23 April, 2011

How Can I Make My Loneliness Go Away?

It is Saturday night. The boy sits alone in his room.
“I hate weekends!” he shouts. But there is no one in the room to answer. He picks up a magazine and sees a picture of a group of young people at the beach. He hurls the magazine against the wall. Tears well up. He clamps his teeth on his underlip, but the tears keep pushing. Unable to fight it any longer, he falls on his bed, sobbing, “Why am I always left out?”
DO YOU sometimes feel like that—cut off from the world, lonely, useless, and empty? If so, do not despair. For while feeling lonely is no fun, it is not some fatal disease. Simply put, loneliness is a warning signal. Hunger warns you that you need food. Loneliness warns you that you need companionship, closeness, intimacy. We need food to function well. Likewise, we need companionship to feel well.
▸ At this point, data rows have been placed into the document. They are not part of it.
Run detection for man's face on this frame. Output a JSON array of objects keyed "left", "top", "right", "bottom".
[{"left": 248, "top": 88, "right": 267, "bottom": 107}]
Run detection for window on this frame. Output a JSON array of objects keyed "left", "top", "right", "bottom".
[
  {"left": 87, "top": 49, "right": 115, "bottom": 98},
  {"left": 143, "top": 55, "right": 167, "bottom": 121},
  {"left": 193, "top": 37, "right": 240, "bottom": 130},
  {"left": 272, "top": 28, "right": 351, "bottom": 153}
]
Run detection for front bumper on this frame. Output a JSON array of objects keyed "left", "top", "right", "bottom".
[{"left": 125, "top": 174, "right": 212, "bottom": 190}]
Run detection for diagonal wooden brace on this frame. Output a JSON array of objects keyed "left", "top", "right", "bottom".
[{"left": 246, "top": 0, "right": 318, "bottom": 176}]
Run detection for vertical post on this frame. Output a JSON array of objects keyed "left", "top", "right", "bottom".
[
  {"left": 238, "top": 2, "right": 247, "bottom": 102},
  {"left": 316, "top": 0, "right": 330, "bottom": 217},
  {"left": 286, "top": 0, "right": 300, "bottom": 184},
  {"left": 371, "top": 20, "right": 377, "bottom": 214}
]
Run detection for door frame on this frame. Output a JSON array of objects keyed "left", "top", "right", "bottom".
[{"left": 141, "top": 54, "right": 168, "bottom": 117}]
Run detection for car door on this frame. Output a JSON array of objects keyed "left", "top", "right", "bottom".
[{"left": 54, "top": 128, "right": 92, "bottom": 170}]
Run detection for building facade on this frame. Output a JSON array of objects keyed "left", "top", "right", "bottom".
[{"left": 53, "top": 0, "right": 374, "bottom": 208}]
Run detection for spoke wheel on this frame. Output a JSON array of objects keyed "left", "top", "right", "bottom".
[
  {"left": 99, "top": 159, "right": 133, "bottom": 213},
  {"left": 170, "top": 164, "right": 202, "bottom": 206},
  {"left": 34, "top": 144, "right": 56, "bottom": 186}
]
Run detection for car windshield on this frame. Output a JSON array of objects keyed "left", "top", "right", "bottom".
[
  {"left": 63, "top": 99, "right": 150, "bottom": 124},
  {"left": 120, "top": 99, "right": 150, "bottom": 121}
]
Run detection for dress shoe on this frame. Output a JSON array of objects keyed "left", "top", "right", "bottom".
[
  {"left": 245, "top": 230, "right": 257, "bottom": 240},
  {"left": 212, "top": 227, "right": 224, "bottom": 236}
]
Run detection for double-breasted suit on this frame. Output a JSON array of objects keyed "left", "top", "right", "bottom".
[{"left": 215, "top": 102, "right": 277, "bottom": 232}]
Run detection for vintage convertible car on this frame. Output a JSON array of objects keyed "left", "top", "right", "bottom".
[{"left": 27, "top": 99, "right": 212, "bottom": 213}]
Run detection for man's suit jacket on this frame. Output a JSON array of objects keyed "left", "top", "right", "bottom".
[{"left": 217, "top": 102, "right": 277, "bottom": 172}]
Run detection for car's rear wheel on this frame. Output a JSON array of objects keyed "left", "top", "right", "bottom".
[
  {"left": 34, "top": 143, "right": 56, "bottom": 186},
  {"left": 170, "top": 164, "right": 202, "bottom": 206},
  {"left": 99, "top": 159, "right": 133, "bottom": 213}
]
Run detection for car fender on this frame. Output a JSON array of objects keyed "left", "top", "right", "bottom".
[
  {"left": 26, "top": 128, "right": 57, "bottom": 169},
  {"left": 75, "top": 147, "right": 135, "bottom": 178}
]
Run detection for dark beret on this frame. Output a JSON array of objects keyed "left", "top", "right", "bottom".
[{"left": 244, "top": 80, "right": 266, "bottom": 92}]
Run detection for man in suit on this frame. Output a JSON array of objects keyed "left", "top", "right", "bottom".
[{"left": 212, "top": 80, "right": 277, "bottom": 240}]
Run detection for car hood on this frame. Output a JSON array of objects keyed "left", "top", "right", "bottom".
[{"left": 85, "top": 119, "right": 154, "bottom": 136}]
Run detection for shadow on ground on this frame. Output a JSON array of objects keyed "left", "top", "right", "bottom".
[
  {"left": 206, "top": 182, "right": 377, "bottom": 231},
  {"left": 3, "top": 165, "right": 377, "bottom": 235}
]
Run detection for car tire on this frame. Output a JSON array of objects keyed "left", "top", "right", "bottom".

Have you ever watched a bed of glowing coals? When you take one coal away from the heap, the glow of that single coal dies away. But after you put the coal back into the heap, it glows again! In isolation, we humans similarly do not “glow,” or function well, for long. The need for companionship is built into our makeup.
Alone But Not Lonely
Essayist Henry David Thoreau wrote: “I never found the companion that was so companionable as solitude.” Do you agree? “Yes,” says Bill, age 20. “I like nature. Sometimes I get in my little boat and go out on a lake. I sit there for hours all alone. It gives me time to reflect on what I’m doing with my life. It’s really great.” Twenty-one-year-old Steven agrees. “I live in a big apartment building,” he says, “and sometimes I go to the roof of the building just to be alone. I get some thinking done and pray. It’s refreshing.”
Yes, if used well, moments of solitude can give us deep satisfaction. Jesus too enjoyed such moments: “Early in the morning, while it was still dark, [Jesus] rose up and went outside and left for a lonely place, and there he began praying.” (Mark 1:35) Remember, Jehovah did not say, ‘It is not good for man to be momentarily by himself.’ Rather, God said that it was not good for man “to continue by himself.” (Genesis 2:18-23) It is prolonged periods of isolation, then, that may lead to loneliness. The Bible warns: “One isolating himself will seek his own selfish longing; against all practical wisdom he will break forth.”—Proverbs 18:1.
Temporary Loneliness
Sometimes loneliness is imposed on us by circumstances beyond our control, like being away from close friends as a result of moving to a new location. Recalls Steven: “Back home James and I were friends, closer than brothers. When I moved away, I knew I was going to miss him.” Steven pauses, as if reliving the moment of departure. “When I had to board the plane, I got choked up. We hugged, and I left. I felt that something precious was gone.”
How did Steven make out in his new environment? “It was rough,” he says. “Back home my friends liked me, but here some of the folks I worked with made me feel as if I were no good. I remember looking at the clock and counting back four hours (that was the time difference) and thinking what James and I could be doing right now. I felt lonely.”